Chaque budget fédéral ou provincial ramène à l’avant-plan la question de l’équité fiscale. Le dernier budget fédéral, déposé par la ministre libérale des Finances, Chrystia Freeland, ne fait pas exception à cette règle, d’autant plus qu’il amène des changements quant à l’imposition des gains en capital. Dès le 25 juin, le taux d’inclusion des gains en capital passera de 50 % à 66,7 %, une mesure s’appliquant uniquement aux gains de plus de 250 000 $.

Alors que nous considérons que ce budget n’offre que des « demi-mesures », nous nous étonnons de la levée de boucliers contre cette initiative, qui nous apparaît comme un simple et nécessaire rattrapage fiscal. Certes, le dernier budget ne s’attaque pas à l’évasion fiscale, pas plus qu’il n’amorce un virage vers un impôt progressif. Néanmoins, les changements qu’il apporte sur le plan fiscal permettront d’augmenter la contribution des mieux nantis au Trésor public, ceux-ci ayant bénéficié pendant plusieurs années de nombreux privilèges fiscaux.
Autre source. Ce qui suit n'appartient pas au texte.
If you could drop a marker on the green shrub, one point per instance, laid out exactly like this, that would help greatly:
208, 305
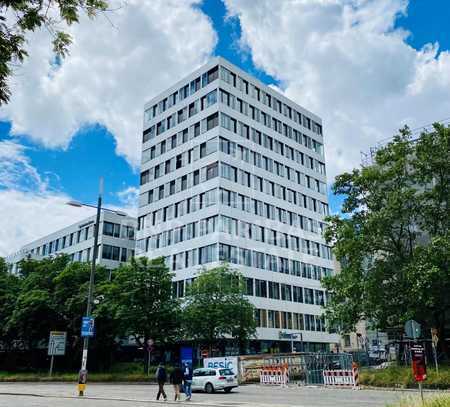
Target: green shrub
442, 400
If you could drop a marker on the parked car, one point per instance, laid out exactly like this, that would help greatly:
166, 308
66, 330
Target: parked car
210, 380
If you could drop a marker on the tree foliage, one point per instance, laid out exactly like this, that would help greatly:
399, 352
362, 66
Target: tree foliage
140, 300
393, 238
215, 307
51, 294
21, 16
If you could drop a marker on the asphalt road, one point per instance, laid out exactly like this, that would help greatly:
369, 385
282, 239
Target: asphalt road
127, 395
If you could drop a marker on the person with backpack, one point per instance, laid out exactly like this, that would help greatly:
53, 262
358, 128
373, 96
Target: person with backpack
161, 378
187, 380
176, 378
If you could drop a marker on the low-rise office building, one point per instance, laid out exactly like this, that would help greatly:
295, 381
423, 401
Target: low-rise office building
116, 242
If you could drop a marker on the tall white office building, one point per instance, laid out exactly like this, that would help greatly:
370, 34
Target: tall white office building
233, 171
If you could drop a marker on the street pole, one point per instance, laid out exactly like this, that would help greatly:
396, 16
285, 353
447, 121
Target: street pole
51, 366
83, 371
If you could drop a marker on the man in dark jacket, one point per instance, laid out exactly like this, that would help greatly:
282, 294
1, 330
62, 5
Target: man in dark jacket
161, 378
176, 378
187, 380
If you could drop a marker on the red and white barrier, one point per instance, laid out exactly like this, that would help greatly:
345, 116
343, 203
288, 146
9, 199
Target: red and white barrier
346, 378
274, 375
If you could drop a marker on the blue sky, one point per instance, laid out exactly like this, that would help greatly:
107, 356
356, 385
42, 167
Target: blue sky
74, 169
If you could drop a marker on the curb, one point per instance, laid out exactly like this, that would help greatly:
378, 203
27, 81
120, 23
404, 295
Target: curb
193, 403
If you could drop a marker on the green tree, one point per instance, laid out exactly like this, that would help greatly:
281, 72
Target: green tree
140, 299
9, 289
393, 238
215, 307
52, 295
19, 17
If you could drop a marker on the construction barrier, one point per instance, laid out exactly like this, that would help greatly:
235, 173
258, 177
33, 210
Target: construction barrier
345, 378
274, 375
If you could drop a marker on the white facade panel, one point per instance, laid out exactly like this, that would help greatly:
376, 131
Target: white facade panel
249, 181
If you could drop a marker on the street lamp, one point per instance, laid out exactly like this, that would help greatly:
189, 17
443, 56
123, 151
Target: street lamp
83, 371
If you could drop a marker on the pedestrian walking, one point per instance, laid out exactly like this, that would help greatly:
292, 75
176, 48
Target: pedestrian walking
176, 378
161, 378
187, 380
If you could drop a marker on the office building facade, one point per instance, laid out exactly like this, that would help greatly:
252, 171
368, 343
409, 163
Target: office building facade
116, 242
233, 171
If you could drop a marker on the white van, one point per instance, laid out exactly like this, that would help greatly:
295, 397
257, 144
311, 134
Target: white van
210, 380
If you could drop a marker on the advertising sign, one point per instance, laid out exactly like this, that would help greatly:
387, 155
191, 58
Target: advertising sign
57, 343
186, 355
418, 363
225, 362
87, 326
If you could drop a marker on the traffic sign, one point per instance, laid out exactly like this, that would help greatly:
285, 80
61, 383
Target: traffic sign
57, 343
418, 363
412, 329
87, 326
434, 336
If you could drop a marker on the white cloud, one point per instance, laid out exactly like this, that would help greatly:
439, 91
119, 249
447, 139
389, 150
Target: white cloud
29, 208
129, 199
15, 168
345, 61
116, 63
32, 215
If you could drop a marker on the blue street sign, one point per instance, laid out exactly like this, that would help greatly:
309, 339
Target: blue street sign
186, 355
87, 326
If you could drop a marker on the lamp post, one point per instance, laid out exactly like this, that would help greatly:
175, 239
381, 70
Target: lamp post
83, 371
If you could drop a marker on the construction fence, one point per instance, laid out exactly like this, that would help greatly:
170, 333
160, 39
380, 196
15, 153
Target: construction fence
303, 368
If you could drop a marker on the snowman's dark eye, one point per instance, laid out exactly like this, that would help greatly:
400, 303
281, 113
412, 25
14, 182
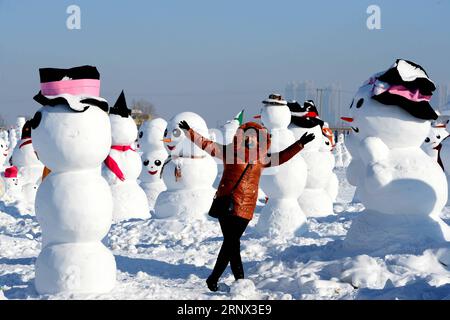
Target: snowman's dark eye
359, 103
176, 133
36, 120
Le gouvernement québécois a d’ailleurs décidé d’emboîter le pas au fédéral en annonçant qu’il haussait lui aussi les seuils d’imposition de la richesse. Dès le mois de juin, le profit réalisé grâce à la vente d’un chalet, d’un plex ou d’une résidence secondaire sera davantage imposé. Le ministre québécois des Finances, Eric Girard, estime que cette hausse rapportera environ 3 milliards sur cinq ans.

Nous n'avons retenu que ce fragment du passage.